Plants are complex composite structures, which mainly consist of fibers, particulates, and amorphous regions. In some cases, such as wood discussed above, the plant composite itself can be turned into a useful particulate filler, but this is rare. The most useful parts of a plant for use in composites are the fibers and particulates, and these have to be extracted from the rest of the plant matter before they can be used. Starch, lignin, and cellulose are the most abundant organic materials being investigated for use as particulates, together with silica obtained from rice hulls and are discussed in this section.

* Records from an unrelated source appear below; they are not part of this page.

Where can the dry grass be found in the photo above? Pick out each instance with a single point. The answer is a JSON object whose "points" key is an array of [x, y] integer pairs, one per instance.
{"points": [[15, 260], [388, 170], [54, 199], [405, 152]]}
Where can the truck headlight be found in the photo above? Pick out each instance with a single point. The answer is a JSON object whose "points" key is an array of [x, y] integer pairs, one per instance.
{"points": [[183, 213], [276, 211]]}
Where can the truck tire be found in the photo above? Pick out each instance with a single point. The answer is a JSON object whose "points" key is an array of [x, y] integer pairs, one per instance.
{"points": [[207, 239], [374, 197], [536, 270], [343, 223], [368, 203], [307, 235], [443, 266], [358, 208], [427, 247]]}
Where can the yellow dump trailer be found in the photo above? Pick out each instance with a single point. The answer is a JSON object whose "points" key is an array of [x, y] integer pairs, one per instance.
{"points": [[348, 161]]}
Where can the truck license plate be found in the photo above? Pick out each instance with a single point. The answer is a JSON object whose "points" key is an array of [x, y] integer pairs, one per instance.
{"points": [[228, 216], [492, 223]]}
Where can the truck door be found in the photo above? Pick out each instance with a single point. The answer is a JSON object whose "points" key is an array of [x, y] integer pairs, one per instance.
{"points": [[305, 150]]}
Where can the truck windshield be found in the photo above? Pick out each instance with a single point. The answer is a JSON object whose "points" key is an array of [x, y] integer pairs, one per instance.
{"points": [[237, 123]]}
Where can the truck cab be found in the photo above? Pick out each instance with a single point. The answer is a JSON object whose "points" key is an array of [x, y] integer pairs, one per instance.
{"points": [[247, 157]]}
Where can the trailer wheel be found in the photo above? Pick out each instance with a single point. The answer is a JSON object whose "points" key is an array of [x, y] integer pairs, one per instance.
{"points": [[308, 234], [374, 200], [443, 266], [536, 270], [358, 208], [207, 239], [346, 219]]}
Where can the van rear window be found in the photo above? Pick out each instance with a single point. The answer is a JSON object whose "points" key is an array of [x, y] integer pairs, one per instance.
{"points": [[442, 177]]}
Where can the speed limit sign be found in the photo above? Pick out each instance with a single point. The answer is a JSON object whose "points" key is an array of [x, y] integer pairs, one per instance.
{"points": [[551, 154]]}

Fibers are outside the scope of this work.

Starch

Starch is an inexpensive and renewable natural polysaccharide based on D-glucose. It actually consists of two different polymers: amylose (AM) and amylopectin (AP). Amylose is a linear polysaccharide and has a molecular weight of 0.2-2 million daltons. Amylopectin is a highly branched polymer of glucose with a massive molecular weight (100-400 million daltons).

In nature, starch is found in plants as semicrystalline beads with a size range of 2-100 pm in diameter, depending on the plant. These beads have a complex, onionlike structure, containing densely packed polysaccharides and a small amount of water. The inner structure of starch is believed to be formed from two regions - crystalline and amorphous lamellae - which together form the growth rings. The principal component of the crystalline region in native starch granules is thought to be amylopectin lamellae, packed together to form a double helix crystal structure.

One of the attractions of starch (but also a limitation) is the fact that it is totally biodegradable in a wide variety of environments, and degradation or incineration of starch products would recycle atmospheric CO2 trapped by starch-producing plants and would not increase potential global warming.

There are various uses for starch-derived products in polymers. Thus it can be used as a particulate filler, or as a polymer, either alone or in blends. If the semicrystalline bead form is preserved in the polymer matrix, then a particulate filler is arrived at. For various reasons, starch beads have limited application as particulate fillers, and most work has focused on producing thermoplastic starch polymers or blends, rather than using it in particulate form. Starch can be made into a thermoplastic polymer by destroying the crystalline structure; this can be done by pressure, heat, mechanical work, and plasticizers such as water, glycerine, or other polyols. The principal use for such products is for making biodegradable film.

There are two approaches to using starch beads as a filler in polymers. The first makes use of the bead in its semicrystalline form, while the second extracts the crystalline material from the bead as a nano-sized filler. The second approach is covered in ? Chap. 23, “Nanofillers” and only the first is discussed here. More details on nano-starch can also be found in the review by Lin et al. (2011).